In the ongoing bad-news-is-good-news saga, last week’s surprisingly weak jobs report led to speculation that the Fed would delay hiking interest rates, which is perceived as a positive for equity investors. So, bulls are getting a boost for the moment, although those previously hard-won round-number price levels for the major indexes are now serving as ominous overhead resistance that will likely require a strong new catalyst to break through. Whether stocks are destined for downside or upside from here, Q1 earnings season starts this week and will likely provide the catalyst.

In this weekly update, I give my view of the current market environment, offer a technical analysis of the S&P 500 chart, review our weekly fundamentals-based SectorCast rankings of the ten U.S. business sectors, and then offer up some actionable trading ideas, including a sector rotation strategy using ETFs and an enhanced version using top-ranked stocks from the top-ranked sectors.

Market overview:

The major market indexes continue to toil below recent support-turned-resistance thresholds, including S&P 500 2,100, Dow Jones Industrials 18,000, and NASDAQ 5,000. The holiday-shortened week started out with a bang on Monday, but then drifted lower in anticipation of the jobs report on Friday and this week’s start to earnings season and the Q1 reports. As it turned out, Labor Department data for March showed that U.S. employers added the fewest jobs in over a year, with only 126,000 jobs versus expectations of 245,000, but the unemployment rate remained unchanged at 5.5%.

Heading into Q1 earnings season, the bar has been lowered considerably. According to S&P Capital IQ, S&P 500 companies are expected to post earnings growth of -3.0% Q1 2015, which would be the first decline since Q3 2009. Revenues are expected to fall -1.3% in Q1 2015 due to the strong dollar and weak commodity prices. Among the 101 S&P 500 companies that pre-announced their earnings guidance, 85 offered negative outlooks while only 16 were positive. Moreover, only five of the ten U.S. business sectors are expected to report positive Q1 2015 earnings growth, with Financial, Healthcare, and Consumer Services (Discretionary/Cyclical) the leaders and Energy, Basic Materials, and Utilities the laggards.
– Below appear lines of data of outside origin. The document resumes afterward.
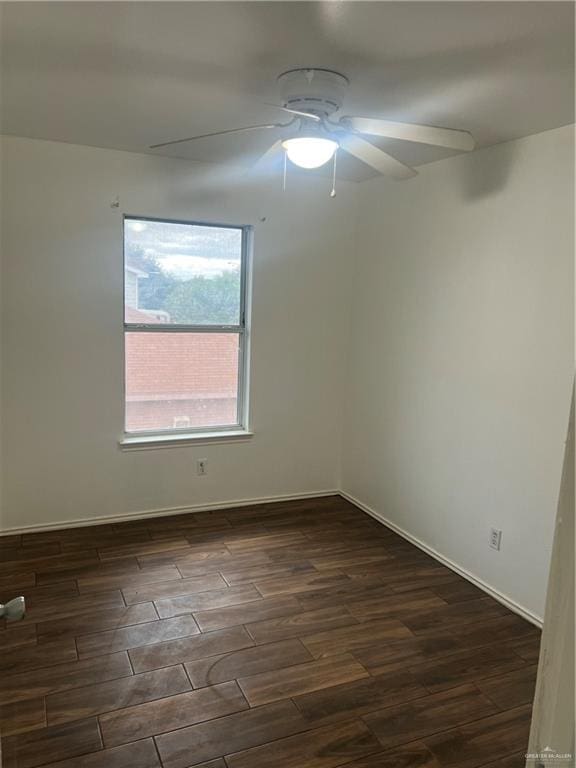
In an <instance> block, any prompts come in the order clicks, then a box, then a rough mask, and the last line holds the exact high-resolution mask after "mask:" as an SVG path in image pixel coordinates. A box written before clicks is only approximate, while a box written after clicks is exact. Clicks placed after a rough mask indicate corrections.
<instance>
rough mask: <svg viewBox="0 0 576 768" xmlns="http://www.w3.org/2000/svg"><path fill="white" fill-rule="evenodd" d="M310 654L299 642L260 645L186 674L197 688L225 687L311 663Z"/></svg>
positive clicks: (218, 660) (207, 660) (233, 652)
mask: <svg viewBox="0 0 576 768" xmlns="http://www.w3.org/2000/svg"><path fill="white" fill-rule="evenodd" d="M312 660H313V658H312V656H311V654H310V653H309V652H308V651H307V650H306V648H304V646H303V645H302V643H301V642H299V641H298V640H283V641H282V642H279V643H271V644H270V645H260V646H257V647H253V648H244V649H242V650H240V651H231V652H230V653H224V654H221V655H219V656H210V657H209V658H207V659H198V660H197V661H191V662H189V663H187V664H186V665H185V666H186V672H187V673H188V677H189V678H190V680H191V681H192V685H193V686H194V688H203V687H205V686H207V685H215V684H216V683H225V682H227V681H228V680H236V679H238V678H239V677H248V676H249V675H256V674H259V673H260V672H271V671H272V670H277V669H283V668H284V667H291V666H294V665H295V664H302V663H303V662H305V661H312Z"/></svg>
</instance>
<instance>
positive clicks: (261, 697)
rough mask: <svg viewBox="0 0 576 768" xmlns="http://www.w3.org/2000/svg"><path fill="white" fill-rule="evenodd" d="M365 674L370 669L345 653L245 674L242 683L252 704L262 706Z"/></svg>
mask: <svg viewBox="0 0 576 768" xmlns="http://www.w3.org/2000/svg"><path fill="white" fill-rule="evenodd" d="M365 677H368V672H367V671H366V670H365V669H364V667H363V666H362V665H361V664H359V663H358V662H357V661H356V660H355V659H354V658H353V657H352V656H350V655H342V656H332V657H330V658H328V659H320V660H319V661H308V662H305V663H304V664H297V665H295V666H293V667H287V668H286V669H275V670H273V671H272V672H262V673H260V674H258V675H252V676H251V677H241V678H239V680H238V685H239V686H240V688H241V689H242V692H243V693H244V696H245V697H246V699H247V700H248V702H249V704H250V706H251V707H258V706H261V705H262V704H271V703H272V702H274V701H280V700H281V699H286V698H292V697H293V696H300V695H302V694H305V693H310V692H311V691H318V690H321V689H322V688H330V687H332V686H336V685H342V684H344V683H350V682H353V681H354V680H360V679H362V678H365Z"/></svg>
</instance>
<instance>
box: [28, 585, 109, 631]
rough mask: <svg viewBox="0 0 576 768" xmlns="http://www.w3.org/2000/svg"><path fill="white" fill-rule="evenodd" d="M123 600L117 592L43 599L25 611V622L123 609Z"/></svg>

As a result, the boo-birds are telling us that the expected economic weakness is the start of a bigger slide (or even a reversal) in the economic recovery. But in our current slow-but-steady recovery, which is good in that growth is not overheated and investor sentiment is not overly exuberant, there is always going to be some volatility in each quarter’s results rather than posting a consistent level of growth. We got a big drop in oil prices, which was good for most consumers but bad for large swaths of the nation’s economy, particularly within Energy, Capital Goods, and Materials segments. We saw labor issues at West Coast ports that impacted many imports and exports. We had severe winter weather across much of the country that lasted longer and was even worse than the nasty stuff we endured last year. Now oil prices are creeping back up, port strikes have been settled, and spring weather has arrived.